Recommendation 1: SFIU should implement monthly reconciliations of all active deaths investigations between SFIU National and the SFIU Divisions.
Recommendation 2: SFIU National should introduce a streamlined reporting/notification process for FAIs.
Recommendation 3: SFIU National should review, update and centralise all guidance and policies on the investigation of deaths.
Recommendation 4: COPFS should introduce an internal target for progressing mandatory FAIs.
Recommendation 5: Where criminal proceedings are instructed and the circumstances of a death require a mandatory FAI:
- COPFS should issue guidance requiring an instruction by Crown Counsel on whether a mandatory FAI is likely following the criminal proceedings; and
- COPFS should ensure there is a debrief between the team dealing with the criminal case and SFIU, at the conclusion of the criminal proceedings.
Recommendation 6: COPFS should ensure that all operational case related emails are recorded and imported into the case directory.
Recommendation 7: There should be a single point of contact for the nearest relatives throughout the criminal proceedings and any subsequent FAI.
Recommendation 8: SFIU National should explore with the Death Certification Review Service (DCRS), the possibility of the review service providing a consultative forum for SFIU to discuss medical cases.

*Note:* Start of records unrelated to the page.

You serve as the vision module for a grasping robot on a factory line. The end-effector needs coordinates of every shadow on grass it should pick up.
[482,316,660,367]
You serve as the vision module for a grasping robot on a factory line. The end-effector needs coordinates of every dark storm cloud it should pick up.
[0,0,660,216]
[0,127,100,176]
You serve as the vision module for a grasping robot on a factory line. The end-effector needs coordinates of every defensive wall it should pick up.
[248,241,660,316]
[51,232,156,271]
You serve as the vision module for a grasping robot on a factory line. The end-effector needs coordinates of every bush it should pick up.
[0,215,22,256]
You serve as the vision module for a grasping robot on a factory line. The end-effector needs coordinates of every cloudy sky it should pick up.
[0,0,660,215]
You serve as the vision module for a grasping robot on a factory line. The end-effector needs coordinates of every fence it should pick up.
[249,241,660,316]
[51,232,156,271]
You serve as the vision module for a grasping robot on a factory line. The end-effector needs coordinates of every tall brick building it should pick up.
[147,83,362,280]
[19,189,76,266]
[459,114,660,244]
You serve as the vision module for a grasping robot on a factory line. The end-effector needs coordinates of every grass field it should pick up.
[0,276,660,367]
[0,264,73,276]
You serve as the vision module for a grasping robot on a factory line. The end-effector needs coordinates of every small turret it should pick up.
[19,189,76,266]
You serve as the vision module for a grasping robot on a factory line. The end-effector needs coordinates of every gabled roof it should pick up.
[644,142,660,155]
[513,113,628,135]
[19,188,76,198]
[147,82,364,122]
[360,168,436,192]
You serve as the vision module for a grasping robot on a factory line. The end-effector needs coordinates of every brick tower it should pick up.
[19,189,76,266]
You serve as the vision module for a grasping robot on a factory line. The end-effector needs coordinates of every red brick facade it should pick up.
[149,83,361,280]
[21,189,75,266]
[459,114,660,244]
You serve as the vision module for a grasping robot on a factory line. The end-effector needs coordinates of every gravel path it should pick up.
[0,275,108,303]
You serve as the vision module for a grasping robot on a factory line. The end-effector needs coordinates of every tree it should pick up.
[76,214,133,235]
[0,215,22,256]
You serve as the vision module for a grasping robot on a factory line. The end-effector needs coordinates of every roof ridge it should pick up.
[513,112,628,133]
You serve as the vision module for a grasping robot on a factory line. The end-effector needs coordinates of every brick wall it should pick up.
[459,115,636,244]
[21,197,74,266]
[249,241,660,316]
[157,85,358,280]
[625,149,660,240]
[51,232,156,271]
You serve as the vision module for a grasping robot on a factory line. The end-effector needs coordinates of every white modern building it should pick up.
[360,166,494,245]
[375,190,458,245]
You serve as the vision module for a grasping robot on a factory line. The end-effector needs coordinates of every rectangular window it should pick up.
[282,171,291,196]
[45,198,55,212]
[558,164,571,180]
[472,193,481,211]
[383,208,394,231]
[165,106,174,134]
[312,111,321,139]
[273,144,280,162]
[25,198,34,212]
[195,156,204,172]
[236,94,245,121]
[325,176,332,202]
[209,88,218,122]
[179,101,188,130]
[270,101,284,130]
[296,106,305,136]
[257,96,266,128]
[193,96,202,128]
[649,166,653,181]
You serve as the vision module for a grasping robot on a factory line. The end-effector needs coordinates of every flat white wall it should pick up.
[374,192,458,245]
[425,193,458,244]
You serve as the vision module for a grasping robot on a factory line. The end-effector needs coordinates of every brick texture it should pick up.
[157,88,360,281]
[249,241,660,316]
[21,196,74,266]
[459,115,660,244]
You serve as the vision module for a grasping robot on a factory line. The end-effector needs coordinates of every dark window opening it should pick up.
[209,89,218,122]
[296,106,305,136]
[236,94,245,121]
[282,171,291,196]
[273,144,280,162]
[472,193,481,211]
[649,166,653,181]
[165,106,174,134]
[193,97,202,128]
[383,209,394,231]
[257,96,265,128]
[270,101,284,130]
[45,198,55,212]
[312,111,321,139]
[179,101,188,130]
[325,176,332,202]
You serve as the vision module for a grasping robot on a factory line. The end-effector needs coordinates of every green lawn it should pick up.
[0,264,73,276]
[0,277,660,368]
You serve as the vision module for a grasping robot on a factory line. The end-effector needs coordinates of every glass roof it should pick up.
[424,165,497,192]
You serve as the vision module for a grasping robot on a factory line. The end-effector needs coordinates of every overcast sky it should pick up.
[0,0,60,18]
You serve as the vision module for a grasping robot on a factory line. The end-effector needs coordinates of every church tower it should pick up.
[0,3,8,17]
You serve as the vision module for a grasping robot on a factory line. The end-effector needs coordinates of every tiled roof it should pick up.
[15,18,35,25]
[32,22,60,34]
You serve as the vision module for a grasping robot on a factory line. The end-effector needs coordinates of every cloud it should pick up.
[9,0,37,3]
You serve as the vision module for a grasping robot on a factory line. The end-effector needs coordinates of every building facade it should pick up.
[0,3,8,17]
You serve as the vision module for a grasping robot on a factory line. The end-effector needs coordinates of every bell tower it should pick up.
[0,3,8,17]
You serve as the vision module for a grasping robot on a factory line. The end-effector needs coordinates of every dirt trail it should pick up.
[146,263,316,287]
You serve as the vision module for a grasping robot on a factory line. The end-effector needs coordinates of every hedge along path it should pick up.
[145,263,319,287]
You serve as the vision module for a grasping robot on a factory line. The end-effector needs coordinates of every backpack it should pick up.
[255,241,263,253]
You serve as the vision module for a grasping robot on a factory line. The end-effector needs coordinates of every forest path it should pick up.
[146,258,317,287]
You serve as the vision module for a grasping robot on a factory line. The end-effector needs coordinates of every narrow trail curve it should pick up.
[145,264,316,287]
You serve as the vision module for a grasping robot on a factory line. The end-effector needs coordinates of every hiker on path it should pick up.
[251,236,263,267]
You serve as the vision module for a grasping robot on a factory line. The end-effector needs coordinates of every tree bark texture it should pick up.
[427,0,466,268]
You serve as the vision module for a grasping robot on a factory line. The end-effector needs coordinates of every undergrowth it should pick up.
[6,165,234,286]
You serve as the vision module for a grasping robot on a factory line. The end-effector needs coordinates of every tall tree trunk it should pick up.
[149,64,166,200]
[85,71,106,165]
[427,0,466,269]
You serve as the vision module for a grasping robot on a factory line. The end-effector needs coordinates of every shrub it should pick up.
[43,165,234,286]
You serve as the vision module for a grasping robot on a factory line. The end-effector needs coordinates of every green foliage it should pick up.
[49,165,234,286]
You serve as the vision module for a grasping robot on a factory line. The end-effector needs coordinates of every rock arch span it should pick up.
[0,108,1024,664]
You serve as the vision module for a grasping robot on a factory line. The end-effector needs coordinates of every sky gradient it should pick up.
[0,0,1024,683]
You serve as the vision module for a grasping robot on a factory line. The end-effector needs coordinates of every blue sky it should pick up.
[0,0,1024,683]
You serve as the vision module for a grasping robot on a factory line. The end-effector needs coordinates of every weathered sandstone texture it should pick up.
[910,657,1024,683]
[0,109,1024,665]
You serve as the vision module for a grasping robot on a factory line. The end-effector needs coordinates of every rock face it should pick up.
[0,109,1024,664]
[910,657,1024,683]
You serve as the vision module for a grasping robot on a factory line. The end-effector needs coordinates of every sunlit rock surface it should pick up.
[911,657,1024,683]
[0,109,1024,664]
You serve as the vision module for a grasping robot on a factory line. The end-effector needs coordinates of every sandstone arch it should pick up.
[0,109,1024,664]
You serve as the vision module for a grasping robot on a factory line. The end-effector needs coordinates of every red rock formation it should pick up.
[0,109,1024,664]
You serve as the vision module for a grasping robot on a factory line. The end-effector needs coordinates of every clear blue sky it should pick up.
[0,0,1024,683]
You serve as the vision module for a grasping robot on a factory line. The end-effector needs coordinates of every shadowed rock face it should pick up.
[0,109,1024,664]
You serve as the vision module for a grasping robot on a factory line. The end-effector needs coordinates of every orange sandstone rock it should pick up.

Recommendation 9: COPFS should explore with the Scottish Civil Justice Council, the possibility of introducing rules to facilitate the attendance of “expert” witnesses at preliminary hearings to reach consensus on areas of agreement and identify areas of contention.
Recommendation 10: COPFS should provide a single point of contact for the nearest relatives in all FAIs.
Recommendation 11: SFIU should provide written notification to all participants on the issues COPFS intends to raise at the inquiry.
Recommendation 12: SFIU should agree a Memorandum of Understanding (MoU) with all investigative agencies that have responsibility to investigate the circumstances of certain types of deaths.